Learning disorders



Definition

Learning disorders are academic difficulties experienced by children and adults of average to above-average intelligence . People with learning disorders have difficulty with reading, writing, mathematics, or a combination of the three. These difficulties significantly interfere with academic achievement or daily living.

Description

Children with learning disorders, or disabilities, have specific impairments in acquiring, retaining, and processing information. Standardized tests place them well below their IQ range in their area of difficulty. The five main types of learning disorders are reading disorders, mathematics disorders, disorders of written expression, disorders of fine motor skills , and information processing disorders.

Reading disorders

Reading disorders are the most common type of learning disorder. Children with reading disorders have difficulty recognizing and interpreting letters and words ( dyslexia ). They are unable to recognize and decode the sounds and syllables (phonetic structure) behind written words and language in general. This condition lowers accuracy and comprehension in reading.

Mathematics disorders

Children with mathematics disorders (dyscalculia) have problems recognizing and counting numbers correctly. They have difficulty using numbers in everyday settings. Mathematics disorders are typically diagnosed in the first few years of elementary school when formal teaching of numbers and basic math concepts begins. Children with mathematics disorders usually have a coexisting reading disorder, a disorder of written expression, or both.

Disorders of written expression

Disorders of written expression typically occur in combination with reading disorders or mathematics disorders or both. The condition is characterized by difficulty with written compositions (dysgraphia). Children with this type of learning disorder have problems with spelling, punctuation, grammar, and organizing their thoughts in writing.

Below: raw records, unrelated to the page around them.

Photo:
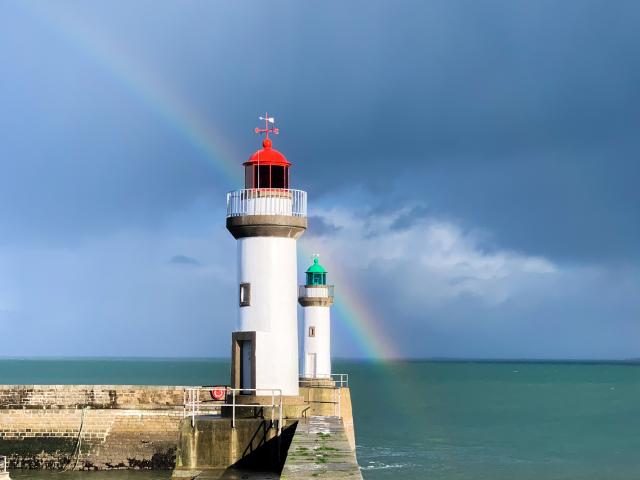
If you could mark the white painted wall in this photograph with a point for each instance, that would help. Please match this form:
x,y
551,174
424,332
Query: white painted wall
x,y
318,317
269,264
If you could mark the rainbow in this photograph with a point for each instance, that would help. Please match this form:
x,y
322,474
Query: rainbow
x,y
147,87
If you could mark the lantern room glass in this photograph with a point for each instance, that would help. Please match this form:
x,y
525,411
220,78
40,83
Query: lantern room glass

Disorders of fine motor skills

Children with motor skill disorders (dyspraxia) have coordination problems and may have difficulty with handwriting tasks and speech patterns. Dyspraxia tends to affect boys more than girls.

Information processing disorders

Information processing disorders often occur along with other types of learning disorders. Children with this problem have difficulty processing the sensory input they receive, specifically sight and sound information. They can see and hear adequately, but they have difficulty distinguishing between different visual cues and auditory signals, and may have problems understanding spatial relationships and sequencing the sights and sounds they observe.

Demographics

Learning disorders affect approximately two million children between the ages of six and 17 (5 percent of public school children), although some experts think the figure may be as high as 15 percent. The male to female ratio for learning disorders is about five to one.

Causes and symptoms

Learning disorders are thought to be caused by neurological abnormalities or differences that trigger impairments in the regions of the brain that control visual and language processing and attention and planning. These traits may be genetically linked. Children from families with a history of learning disorders are more likely to develop disorders themselves. In 2003, a team of Finnish researchers reported finding a candidate gene for developmental dyslexia on human chromosome 15q21.

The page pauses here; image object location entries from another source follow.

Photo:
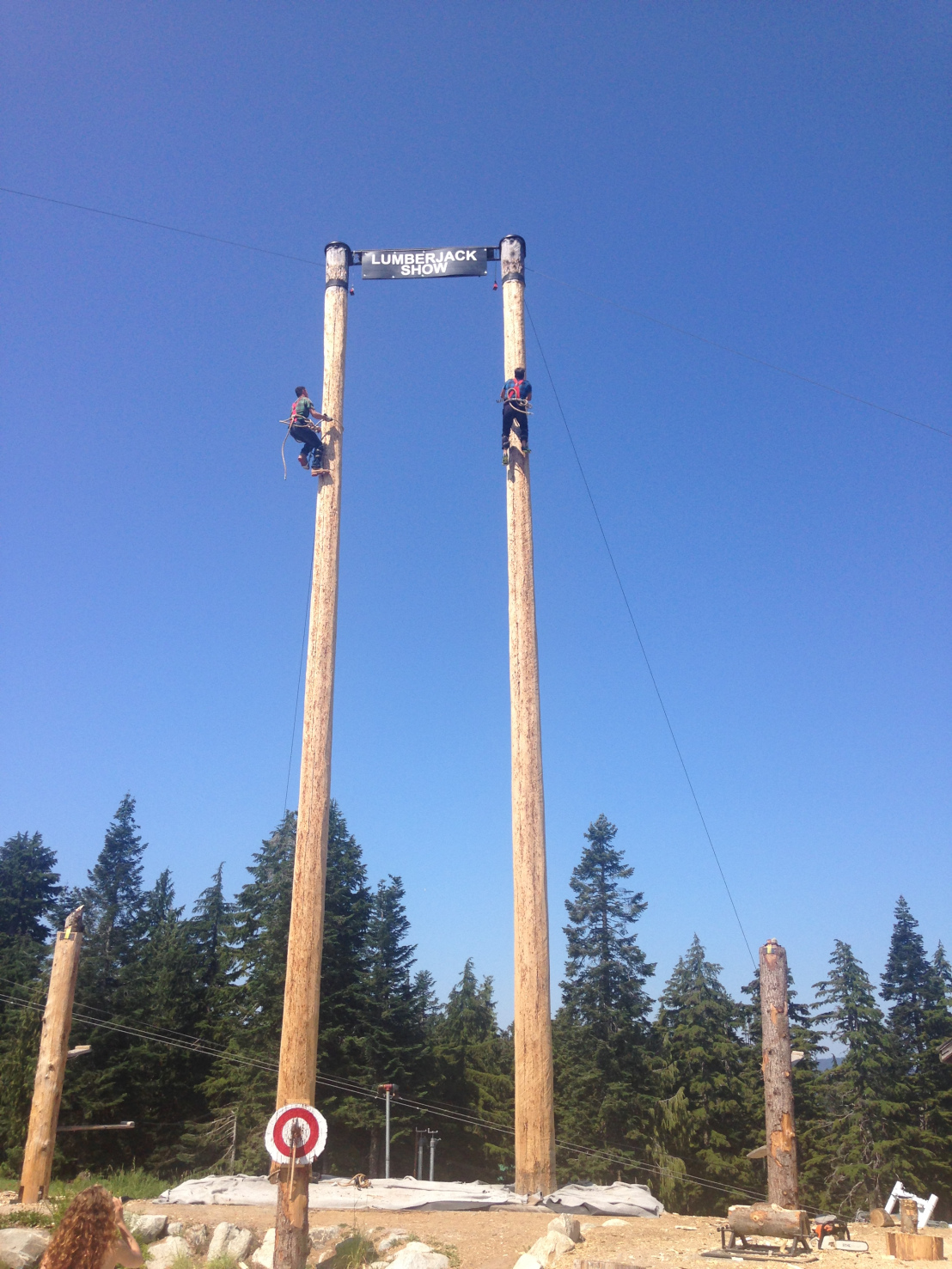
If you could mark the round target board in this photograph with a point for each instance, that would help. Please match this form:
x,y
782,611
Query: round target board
x,y
296,1122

Learning difficulties may also be caused by such medical conditions as a traumatic brain injury or brain infections such as encephalitis or meningitis .

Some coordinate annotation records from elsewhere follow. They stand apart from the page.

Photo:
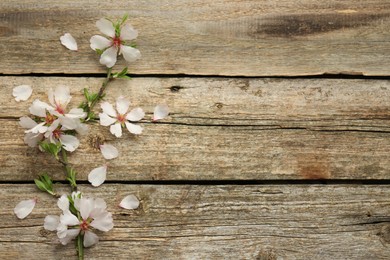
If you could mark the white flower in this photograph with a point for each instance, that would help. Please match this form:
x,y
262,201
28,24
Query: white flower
x,y
68,41
121,117
22,92
160,112
97,176
109,151
93,215
129,202
53,121
24,208
116,43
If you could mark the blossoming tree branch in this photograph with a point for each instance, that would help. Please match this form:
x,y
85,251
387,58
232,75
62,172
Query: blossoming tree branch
x,y
55,129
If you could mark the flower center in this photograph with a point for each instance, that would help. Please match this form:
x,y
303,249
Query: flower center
x,y
57,133
121,118
84,225
117,41
49,119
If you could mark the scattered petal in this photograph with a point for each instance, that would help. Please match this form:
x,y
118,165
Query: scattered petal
x,y
69,42
97,176
51,222
109,151
134,129
106,120
90,239
129,202
160,112
24,208
22,92
116,129
135,114
130,54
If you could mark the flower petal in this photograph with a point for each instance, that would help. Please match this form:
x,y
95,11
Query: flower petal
x,y
135,114
51,222
38,108
116,129
108,57
108,109
67,218
22,92
69,142
68,235
129,202
68,41
106,120
103,221
160,112
130,54
106,27
109,151
86,206
99,42
128,33
90,239
63,203
122,105
97,176
134,129
24,208
27,122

The defining symptom of a learning disorder is academic performance that is markedly below a child's age and grade capabilities and measured IQ. Children with a reading disorder may confuse or transpose words or letters and omit or add syllables to words. The written homework of children with disorders of written expression is filled with grammatical, spelling, punctuation, and organizational errors. The child's handwriting is often extremely poor. Children with mathematical disorders are often unable to count in the correct sequence, to name numbers, and to understand numerical concepts.

When to call the doctor

A child thought to have a learning disorder should undergo a complete medical examination to rule out an organic cause of the problem. This may include an eye exam by an ophthalmologist, a psychological exam by a psychologist, and an exam by an otolaryngologist (an ear, nose, and throat doctor, or ENT).

Diagnosis

Problems with vision or hearing, mental disorders (depression, attention-deficit/hyperactivity disorder ), mental retardation , cultural and language differences, and inadequate teaching may be mistaken for learning disorders or may complicate a diagnosis. A comprehensive medical, psychological, and educational assessment is critical to making a correct diagnosis.

A psychoeducational assessment should be performed by a psychologist, psychiatrist, neurologist, neuropsychologist, or learning specialist. A complete medical, family , social, and educational history is compiled from existing medical and school records and from interviews with the child and the child's parents and teachers. A series of written and verbal tests are then given to the child to evaluate his or her cognitive and intellectual functioning. Commonly used tests include the Wechsler Intelligence Scale for Children (WISC-III), the Woodcock-Johnson Psychoeducational Battery, the Peabody Individual Achievement Test-Revised (PIAT-R) and the California Verbal Learning Test (CVLT). Federal legislation mandates that this testing is free of charge within the public school system.

Treatment

Once a learning disorder has been diagnosed, an individual education plan (IEP) is developed for the child in question. IEPs are based on psychoeducational test findings. They provide for annual retesting to measure a child's progress. Learning-disordered students may receive special instruction within a regular general education class or they may be taught in a special education or learning center for a portion of the day.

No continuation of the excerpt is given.